Throughout his confirmation hearings, Chief Justice Roberts compared himself to a baseball umpire whose job was simply to objectively call balls and strikes–never to impose his own preferences on the game. “Modesty,” “humility” and “judicial restraint” were Roberts’ buzz words; fair decisions without ideology his promise.
Of course we now know that, with John Roberts as the umpire, the strike zone has moved awful far to the right, but it is not surprising that Roberts pretended to be non-ideological and restrained when he was trying to sell himself as a future Chief Justice. The American people like their judges to follow the law; and they no doubt would have viewed him harshly if he had confessed to being an ideological crusader.
In just over two weeks, Judge Sotomayor will have her own confirmation hearings. While it remains to be seen how she will present herself in those hearings, a report by the non-partisan Congressional Research Service confirms something that should be obvious to anyone who has examined her record. She actually is the kind of modest, non-ideological judge that Roberts claimed to be:
Overall, Judge Sotomayor’s opinions defy easy categorization along ideological lines. . . . General characteristics of her approach to the judicial role are more easily identified.
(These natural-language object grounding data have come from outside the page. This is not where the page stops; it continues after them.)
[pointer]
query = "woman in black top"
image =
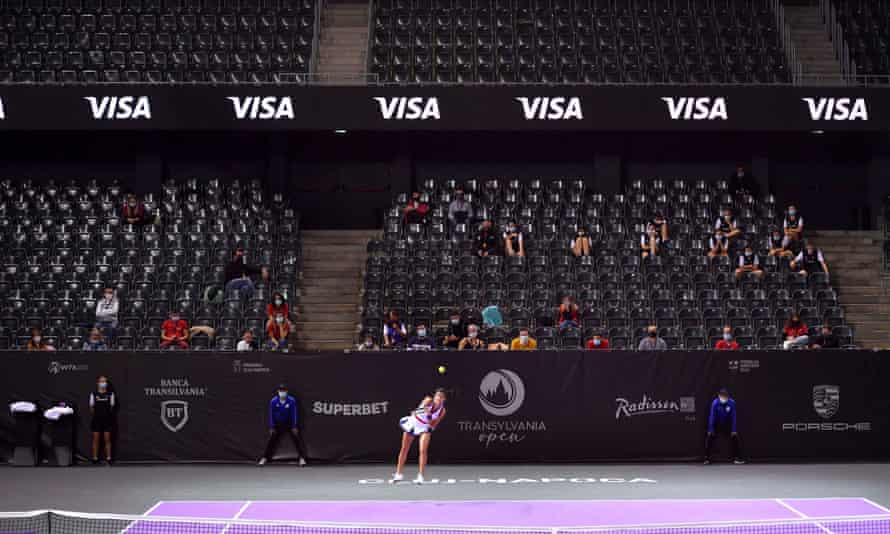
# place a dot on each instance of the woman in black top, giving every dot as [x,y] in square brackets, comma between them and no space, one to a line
[102,406]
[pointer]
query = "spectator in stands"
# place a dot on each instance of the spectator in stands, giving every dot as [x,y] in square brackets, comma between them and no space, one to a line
[727,224]
[718,245]
[792,225]
[581,244]
[722,421]
[238,273]
[650,241]
[777,243]
[749,262]
[741,182]
[457,331]
[37,342]
[460,210]
[472,341]
[368,344]
[95,342]
[796,333]
[597,342]
[825,339]
[175,332]
[278,332]
[727,342]
[394,332]
[524,341]
[513,245]
[247,342]
[415,211]
[487,241]
[809,260]
[134,212]
[107,310]
[652,341]
[420,340]
[568,314]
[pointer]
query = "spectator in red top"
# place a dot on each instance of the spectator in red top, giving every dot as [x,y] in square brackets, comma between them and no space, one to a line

Perhaps the most consistent characteristic of Judge Sotomayor’s approach as an appellate judge could be described as an adherence to the doctrine of stare decisis, i.e., the upholding of past judicial precedents. This characteristic would be in line with the judicial philosophy of Justice Souter, who often displayed special respect for upholding past precedent. Another characteristic of Judge Sotomayor’s opinions could be described as a meticulous evaluation of the particular facts at issue in a case, which may inform whether past judicial precedents from the circuit are applicable. Her approach to statutory interpretation seems similarly nuanced. She tends to adhere to the plain meaning of the text but, in the face of ambiguous language, appears willing to consider the intent and purpose of a statute. Judge Sotomayor’s opinions also display her apparent dislike for situations in which the court oversteps the role called for by the procedural posture of a case.
Amusingly, Senator Sam Brownback (R-KS) recently announced that he would oppose Sotomayor’s nomination because “I am afraid Judge Sotomayor wants to be more of a player than an umpire.” Maybe he’s confusing her with John Roberts.